Saturday May 13, 2017.  136 new birds of 25 species; 10 recaps.  New species:  Wilson’s Warbler.  Bird of the day was Ruby-crowned Kinglet (!!!) with 47 new bands.

It wasn’t the sunniest day, and it was perhaps a bit on the cool side.  There was the lightest sprinkle of rain near the end of the morning, and the trails are still just this side of soggy.  But, as our friend Eala said . . . this was the best day ever!

Well, maybe not EVER, but it was a pretty perfect day.  The birds were plentiful and varied, with 12 species of warblers in addition to a handful of sparrows and thrushes (plus the much loved Blue-headed Vireo and Red-breasted Nuthatch).  A late junco put in an appearance, and the early Least Flycatchers are starting to trickle in.  Our research projects were in full swing . . . Dr. Sue Pagano sampled sparrows and thrushes for her nutritional physiology work, masters student Amanda Hill looked for ticks on some of our ground dwelling birds, and Andrea both collected tail feathers for Dr. Kristen Covino’s migratory connectivity study and looked at the extent of the pre-formative molt in a half-dozen species for a collaborative project of her own.

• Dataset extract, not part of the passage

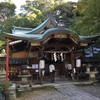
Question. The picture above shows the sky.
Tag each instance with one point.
(18, 3)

So what made the morning shine?  It was just an easy day!  The birds were steady enough to keep us busy, but we still had plenty of time to really study them closely.  We were able to compare birds of different ages and sexes and talk about our conclusions.  There were no tricky birds in the nets, and the net runs were pleasant as we were treated to birdsong all morning long.  We recaptured a Yellow Warbler in its 7th year, and to top it off, we received word that an Ovenbird we recaptured last spring had originally been banded in North Carolina the fall before!